All public functions must have type hints:

def process_transaction(amount: Decimal, date: datetime) -> Transaction:
    ...

Naming Conventions

  • Classes: PascalCase (BankStatementProcessor)
  • Functions/Variables: snake_case (parse_date)
  • Constants: UPPER_SNAKE_CASE (TABLE_TOP_Y)
  • Private members: _leading_underscore

Design Patterns

bankstatements-core uses Strategy, Repository, Factory, Chain of Responsibility, Builder, and Facade patterns. Follow existing patterns when adding new features.


Testing

Coverage Requirement

91% minimum on bankstatements-core — enforced by CI. PRs that drop below this threshold will not be merged.

Running Tests

# All tests with coverage (integration tests excluded by default)
pytest packages/parser-core/tests/ --cov=bankstatements_core --cov-fail-under=91 -v

# Specific file or test
pytest packages/parser-core/tests/services/test_my_service.py -v
pytest packages/parser-core/tests/ -k "test_function_name"

# Parallel execution
pytest packages/parser-core/tests/ -n auto

# Free CLI tests
pytest packages/parser-free/tests/ -v

Integration Tests

Integration tests run the full processing pipeline against real PDFs on your local machine. They are excluded from the standard test run and never run in CI.

# First run — create your local snapshot baseline (requires PDFs in input/)
cd packages/parser-core
pytest tests/integration/ -m integration --snapshot-update -v

# Subsequent runs — validate output against your baseline
pytest tests/integration/ -m integration -v

The snapshot file (tests/integration/snapshots/output_snapshot.json) is committed to the repo — it contains no personal data and serves as the CI baseline.
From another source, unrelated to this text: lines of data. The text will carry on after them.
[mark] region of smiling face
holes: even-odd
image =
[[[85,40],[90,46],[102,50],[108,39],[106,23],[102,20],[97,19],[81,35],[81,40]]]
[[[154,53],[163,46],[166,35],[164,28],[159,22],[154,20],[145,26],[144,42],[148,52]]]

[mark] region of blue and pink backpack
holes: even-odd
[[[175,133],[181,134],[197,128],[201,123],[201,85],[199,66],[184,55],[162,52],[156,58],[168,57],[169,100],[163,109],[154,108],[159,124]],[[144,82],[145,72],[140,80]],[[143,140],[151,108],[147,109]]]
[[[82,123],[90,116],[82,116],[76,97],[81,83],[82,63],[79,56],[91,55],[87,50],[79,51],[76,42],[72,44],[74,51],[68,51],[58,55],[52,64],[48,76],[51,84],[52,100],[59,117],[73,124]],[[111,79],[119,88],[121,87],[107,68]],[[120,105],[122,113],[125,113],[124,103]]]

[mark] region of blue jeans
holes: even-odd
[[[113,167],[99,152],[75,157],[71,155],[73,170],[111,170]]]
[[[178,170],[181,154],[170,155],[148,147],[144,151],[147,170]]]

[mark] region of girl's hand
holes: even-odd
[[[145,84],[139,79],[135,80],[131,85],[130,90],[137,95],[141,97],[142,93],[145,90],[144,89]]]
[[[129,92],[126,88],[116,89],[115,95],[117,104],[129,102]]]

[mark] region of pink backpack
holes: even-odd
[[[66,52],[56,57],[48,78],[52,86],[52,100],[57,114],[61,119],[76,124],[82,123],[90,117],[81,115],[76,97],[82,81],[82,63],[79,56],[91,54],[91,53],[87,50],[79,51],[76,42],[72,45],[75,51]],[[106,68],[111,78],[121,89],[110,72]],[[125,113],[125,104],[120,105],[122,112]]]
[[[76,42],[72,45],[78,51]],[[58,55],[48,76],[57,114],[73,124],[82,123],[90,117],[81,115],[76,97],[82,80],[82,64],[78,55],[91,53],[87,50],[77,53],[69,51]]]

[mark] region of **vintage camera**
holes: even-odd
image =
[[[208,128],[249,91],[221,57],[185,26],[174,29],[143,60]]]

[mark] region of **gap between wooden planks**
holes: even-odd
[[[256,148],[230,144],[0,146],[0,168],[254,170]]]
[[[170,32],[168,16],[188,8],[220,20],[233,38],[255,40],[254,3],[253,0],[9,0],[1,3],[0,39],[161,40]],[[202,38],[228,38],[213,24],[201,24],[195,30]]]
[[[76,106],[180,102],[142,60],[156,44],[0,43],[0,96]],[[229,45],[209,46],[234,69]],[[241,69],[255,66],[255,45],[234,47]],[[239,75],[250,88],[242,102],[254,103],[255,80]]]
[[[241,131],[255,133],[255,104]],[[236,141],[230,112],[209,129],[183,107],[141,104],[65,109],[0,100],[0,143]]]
Re-baseline with --snapshot-update after intentional output changes.

Test Organisation

packages/parser-core/tests/
├── test_processor.py
├── test_app.py
├── integration/          # local-only, requires real PDFs
│   └── test_output_snapshot.py
├── services/
├── extraction/
├── domain/
└── templates/

Adding a New Bank Template

Templates live in packages/parser-core/src/bankstatements_core/templates/. See docs/ADDING_NEW_TEMPLATES.md for the full guide.

Quick summary:

  1. Copy an existing template JSON and adjust column bounds and IBAN pattern
  2. Add a detector class in bankstatements_core/templates/ if the bank needs filename/header matching
  3. Add tests in packages/parser-core/tests/templates/

Pull Request Process

Before Submitting

  • All tests pass with 91%+ coverage
  • Code is formatted (ruff format)
  • Linting passes (ruff check, MyPy)
  • New functionality has tests
  • No regressions in existing tests

CI Checks

Your PR must pass:

  • lint-core — ruff, MyPy on parser-core
  • lint-free — ruff on parser-free
  • test-core — pytest with 91%+ coverage on bankstatements-core
  • test-free — pytest on parser-free
  • boundary-check — CI fails if parser-free imports bankstatements_premium or src.licensing
  • security — Bandit on both packages

Review Process

  1. Automated CI checks run on your PR
  2. Maintainer review (typically within 48 hours)
  3. Address any requested changes
  4. Approval and merge by maintainers

Reporting Bugs

  1. Check existing issues first
  2. Reproduce with a minimal test case
  3. Open an issue with:
    • OS and Python version
    • bankstatements --version output
    • Steps to reproduce
    • Expected vs actual behaviour
    • Relevant log output

Feature Requests

  1. Check existing issues first
  2. Open an issue with label enhancement
  3. Describe the use case and expected behaviour

License

By contributing, you agree that your contributions will be licensed under the Apache License 2.0.